A workaholic father who attempts to visit his daughter during a layover in LA, only to discover that she’s disappeared, is forced to team up with her awkward ex-boyfriend to find her over the course of one transformative night.
Genre : Comedy
Country : USA
J.K. Simmons : Frank Gallo
Emile Hirsch : Martin
Analeigh Tipton : Ginnie
My opinion on “All Nighter”
“Uh, it’s just up that-a-way.
That’s gotta be the 15th fucking time you said “that-a-way.”
Are you Hopalong Cassidy?
Who’s Hopalong Cassidy?”
“All nighter” is a movie that isn’t really bad, but at the same time it’s not good either. There are times that I’m lying in my lazy sofa in the weekends, carelessly zapping all channels on my television to see if there’s something on it. And then I come across an unknown movie with a famous person playing in it. And after a while I realize that it’s not much of a movie anyway. But because I’m too lazy to search for another channel, I watch the movie until the end and finally go to bed without realizing what it was about anyway. Well, “All nighter” is that kind of movie.

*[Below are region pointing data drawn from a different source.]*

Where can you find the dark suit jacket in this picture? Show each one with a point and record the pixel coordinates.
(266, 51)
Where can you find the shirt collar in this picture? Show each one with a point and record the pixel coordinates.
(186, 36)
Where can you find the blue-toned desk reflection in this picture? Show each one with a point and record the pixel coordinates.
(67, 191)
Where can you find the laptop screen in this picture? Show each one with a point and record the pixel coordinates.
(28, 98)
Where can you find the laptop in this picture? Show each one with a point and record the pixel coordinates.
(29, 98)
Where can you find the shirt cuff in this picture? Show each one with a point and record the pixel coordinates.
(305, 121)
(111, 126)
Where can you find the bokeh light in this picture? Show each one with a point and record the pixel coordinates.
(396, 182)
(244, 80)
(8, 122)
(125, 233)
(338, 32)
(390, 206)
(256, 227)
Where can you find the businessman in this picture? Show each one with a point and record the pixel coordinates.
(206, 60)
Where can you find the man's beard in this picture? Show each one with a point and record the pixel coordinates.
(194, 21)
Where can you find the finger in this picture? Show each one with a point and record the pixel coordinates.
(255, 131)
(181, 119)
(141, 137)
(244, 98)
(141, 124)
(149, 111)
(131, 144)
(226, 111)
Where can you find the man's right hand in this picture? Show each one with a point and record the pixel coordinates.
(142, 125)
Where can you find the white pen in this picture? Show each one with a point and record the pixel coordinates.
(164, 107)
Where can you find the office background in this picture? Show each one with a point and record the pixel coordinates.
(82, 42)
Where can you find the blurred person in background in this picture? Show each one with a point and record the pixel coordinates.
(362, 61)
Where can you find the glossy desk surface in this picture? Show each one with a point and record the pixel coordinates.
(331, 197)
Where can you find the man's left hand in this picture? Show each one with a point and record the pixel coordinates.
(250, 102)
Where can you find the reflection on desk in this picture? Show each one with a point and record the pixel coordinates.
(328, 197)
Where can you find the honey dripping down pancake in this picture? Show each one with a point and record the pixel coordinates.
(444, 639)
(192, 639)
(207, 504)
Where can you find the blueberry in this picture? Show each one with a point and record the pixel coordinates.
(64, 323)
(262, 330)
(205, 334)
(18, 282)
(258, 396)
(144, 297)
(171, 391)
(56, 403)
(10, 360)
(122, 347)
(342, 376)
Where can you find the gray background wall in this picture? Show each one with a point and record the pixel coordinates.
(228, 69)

The moment J.K. Simmons appeared on the screen, I had a cheer moment and I thought it might be a good movie. Twenty minutes later, I realized J.K. Simmons wasn’t playing such a fascinating role as in “Whiplash“. He still looks rather strict and discipline-demanding because of his specific looks and bald head. These characteristics were suitable while playing the role of Mr. Gallo, father of a lovely girl called Ginnie (Analeigh Tipton) who’s dating Martin (Emile Hirsch), a banjo-playing vegetarian loser. Already during their first meeting at the dinner table, Mr. Gallo consciously or unconsciously looked contemptuously at Martin. When he knocks on Martin’s frontdoor 6 months later to ask where his daughter is hanging out, Martin appears to know nothing about her whereabouts (they aren’t a couple anymore, it seems). And this is the beginning of a nightly journey along places where Ginnie was spotted the last time.
Anybody ever heard of the word cliché?
Well, if the word cliché hadn’t been invented yet, it surely would have happened now. Actually all aspects that appear in this movie have already been used elsewhere. Two totally different persons, each of whom have chosen a different path in their life, are forced to tolerate each other’s company a complete night. Obviously, as the night progresses, the two start to have more and more respect for each other. Intense life stories are exchanged. They accidently discover common interests. And before you know it, all prejudices are set aside and they become friends for life.
A vegatarian klutz.
Emile Hirsch (who did an excellent job in “Just Jim” in my opinion) is such a typical alternativo who doesn’t aim for a well-paid job to build a carefree future. No, he rather spends his days pickin’ his banjo. To Frank’s horror Martin is also a vegetarian, he’s allergic to a lot of things and he’s a klutz. Probably his daughter drew the same conclusion and exchanged him for a seemingly wealthy yuppie with whom she goes to Bora-Bora.
Perhaps this would-be comedy might be more interesting if Frank and Martin met some fascinating people on their nightly journey. Unfortunately, most characters are extremely annoying individuals. Jimothy (Jon Daly) the junkie who only wears his underpants and a bathrobe while being stoned all the time. Roberta (Christian Scale) and Gary (Taran Kilam), the bickering couple, with Gary showing a rather unhealthy interest for Ginnie. Trevor (Jon Bass) is an arrogant guy who deserved a smack in the face. And then there were a few more supporting roles. The only function they had was to show Frank and Martin the way.
“All nighter” could have been an enjoyable comedy, provided there would be some humor in it. And that’s what’s missing. There was nothing worth a chuckle or a modest smile. It felt forced and corny. Even Gary’s consumption of a large quantity of hallucination-producing mushrooms and his behavior afterwards, wasn’t funny. Deep inside, I hoped he would choke in it. And so they move from one place to another where Ginnie no longer comes or works. Frank acts reserved with the heart-broken Martin in tow. And eventually, the reason for Ginnie’s absence is quite ordinary and everything works out just fine. I thought “Meet the fockers” (also a future-son-in-law-meets-future-father-in-law disaster scenario) was painful to watch. But this one isn’t inferior to the latter. Luckily it was a short pain this time, because this negligible movie lasted only 80 minutes.